In English Exceptionalism
Revisited, published previously on this blog, I argued for the need to
reexamine the convention that English law was different from Continental law. I
suggested that claims for English exceptionalism are often based on privileging
the history of common law over the history of other jurisdictions and legal
systems that co-existed in England. In this second part, I would like to examine
yet another issue: how narratives of English exceptionalism use Continental law
as a strawman. Because of considerations of space, I focus my attention on the claim
that common law was different because (contrary to Continental law) it included
an immemorial customary law. This claim became central to English legal
thinking in the late sixteenth and the seventeenth centuries, but it also persists
to-date.

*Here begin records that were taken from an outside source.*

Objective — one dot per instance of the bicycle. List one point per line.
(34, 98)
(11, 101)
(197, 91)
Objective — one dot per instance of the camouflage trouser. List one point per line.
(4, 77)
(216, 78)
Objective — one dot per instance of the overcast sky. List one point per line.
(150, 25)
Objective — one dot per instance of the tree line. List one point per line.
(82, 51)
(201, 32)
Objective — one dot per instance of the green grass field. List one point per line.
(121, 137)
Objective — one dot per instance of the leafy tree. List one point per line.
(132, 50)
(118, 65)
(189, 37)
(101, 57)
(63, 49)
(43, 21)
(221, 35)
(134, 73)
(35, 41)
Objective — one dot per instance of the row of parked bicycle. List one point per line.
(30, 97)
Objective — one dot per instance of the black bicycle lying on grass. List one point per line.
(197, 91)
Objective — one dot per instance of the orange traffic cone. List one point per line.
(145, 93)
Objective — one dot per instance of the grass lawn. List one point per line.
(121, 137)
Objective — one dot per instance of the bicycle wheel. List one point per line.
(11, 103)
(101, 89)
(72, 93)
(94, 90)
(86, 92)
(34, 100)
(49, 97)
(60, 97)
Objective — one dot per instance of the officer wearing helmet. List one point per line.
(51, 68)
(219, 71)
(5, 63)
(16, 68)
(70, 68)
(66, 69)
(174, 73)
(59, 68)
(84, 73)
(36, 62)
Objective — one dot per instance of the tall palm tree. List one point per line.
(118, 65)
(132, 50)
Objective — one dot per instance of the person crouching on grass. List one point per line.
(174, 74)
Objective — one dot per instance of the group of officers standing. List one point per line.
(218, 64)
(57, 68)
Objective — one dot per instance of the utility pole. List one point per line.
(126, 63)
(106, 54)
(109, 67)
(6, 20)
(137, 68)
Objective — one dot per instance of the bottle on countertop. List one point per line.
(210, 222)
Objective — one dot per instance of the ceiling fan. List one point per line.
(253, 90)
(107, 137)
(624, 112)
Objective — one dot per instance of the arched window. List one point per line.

It is based, inter alia, on the (silent) assumption that Continental
law was not an immemorial customary
law, but instead a system based on scholarly debates, legislation, and Roman
law.
Historians of Continental
law would disagree. In their telling, customs were a central element also in
the continent. From as early as classical Roman law and into the nineteenth
century, Continental jurists habitually identified local law as customary. They
suggested that it was a legitimate expression of a legal diversity that allowed
for different local solutions despite the existence of an overreaching common core
uniting all Romans (first), Christians (second) and Europeans (third). Jurists’
main role was to explain how this was possible, that is, how thousands of local
legal arrangements (“customs”) could nevertheless form part of a single global
system. This was what Roman jurists did, but it was also what medieval jurists accomplished
as they slowly elaborated a system that, while validating local laws, also created
a ius commune (a common law, a system
that scholars of England identify as “Roman” or “Civil” precisely in order not to call it common law as Continental
jurists would).
The effort to harmonize
local and global were criticized by some sixteenth-century jurists. These
jurists, known as legal Humanists, insisted on identifying an authentic local customary law that would stand
in opposition to (rather than in harmony with) the common framework. Because they believed that customary law could
counter monarchical pretensions at absolutism, these jurists turned to identify
what this law included. Thereafter, the main question they asked was not
if customs existed and were important (of course they were) but who would be
charged with identifying them. In France, where this struggle was particularly
strong, the kings succeeded to have the upper hand. They gained control over
the identification of customs by instituting committees that purportedly “wrote
down” the customary laws of France but that, in reality, greatly modified them according
to royal desire as well as tied them to royal validation.
Because it was difficult to prove that certain
practices were customary, late medieval and early modern Continental jurists adopted
the convention that customs were, by definition, immemorial. In their telling,
immemoriality was a category of proof, not a historical fact. It embodied a
presumption identified as juris et de jure that, contrary to all other presumptions, admitted no proof to the contrary. As far as
these jurists were concerned, at stake was not the distinction between what
could be remembered and what had been forgotten, but a policy decision
regarding what should be proved and what could be assumed without proper proof.
This decision hinged on evaluating what society wished to protect (local law)
and how much (as strongly as possible). It represented, perhaps better than
anything else, the important place of customs in Continental juridical
elaboration.
English sixteenth- and seventeenth-century descriptions
of common law as immemorial customary law were thus part of a much larger
European conversation. This conversation initiated in the Roman empire but continued
throughout the Middle Ages and into modernity. Nonetheless, in the late sixteenth and in the seventeenth
century, English lawyers insisted that their system was radically different,
and they expressed fear of “foreign” influence. They suggested that Europe
followed Roman law, while England had a genuine customary law of its own, which
reflected the spirit of its people. This
portrait omitted the important contribution of ius commune jurists to the formation and institutionalization of
common law, including ideas regarding customs and immemoriality. It assumed
English lawyers were ignorant of developments in Europe (all evidence to the
contrary) and it constructed a Continental strawman, against which England was
compared. The result was often, to paraphrase the words of Chris
Wickham, a
“cultural solipsism” that led scholars to believe in exceptionality where not much of it existed.